Transferrin is transferred to Golgi system and from the latter both transferrin and transferrin receptors are transferred to the plasma mem­brane through dumb-bell shaped extensions of the Golgi complex. This shows that Golgi complex has an important role in targeting any molecule.

This process of recycling is helpful to deliver materials quickly inside the cell. It is also helpful in ingesting food materials by Amoeba. It can also help in trans-locating materials from one compartment to another. It also trans-lo­cates receptor from one extra-cellular com­partment to a cell surface or another cellular compartment.

This clearly shows the dynamicity of the membrane. However, several types of cytoplasmic transport are also associated with microtubules. There are microtubule- membrane interactions in the translocation of membranous organelles or some other cell par­ticles.

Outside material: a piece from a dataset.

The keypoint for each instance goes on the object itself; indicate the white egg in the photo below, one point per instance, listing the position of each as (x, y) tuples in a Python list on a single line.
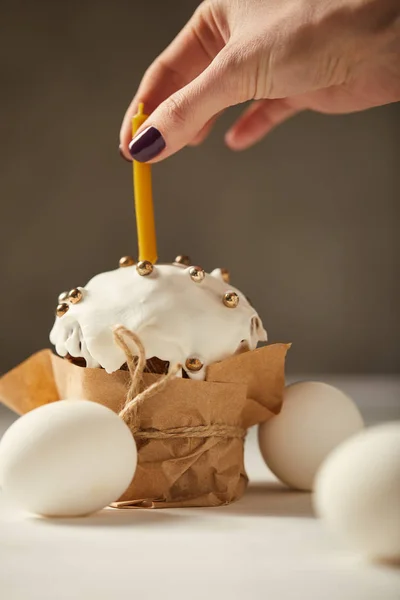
[(68, 458), (315, 418), (357, 492)]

This has been confirmed by observing some binding of microtubules with mitochon­dria, presence of microtubule organisation for continued secretion of insulin by pancreas cells.

The relationship between microtubule and mi­tochondria has been established in noting the presence of Golgi apparatus near the vicinity of perinuclear microtubule organising region in a human cell strain (A549). The interaction of these two systems have been confirmed by sev­ered methods of dis-organisation and re-organisa­tion of microtubules and Golgi apparatus.

Using single microtubules under in vitro systems, it has been found that vesicles can be transported along the microtubules in both directions. This bidirectional movement must depend on some factors.

One factor has been established as dynein, a protein that converts energy derived from hydrolysis of ATP into mechanical work, as in flagella and cilia. Other factors have been identified as proteins of tubulin group, Kinesin etc.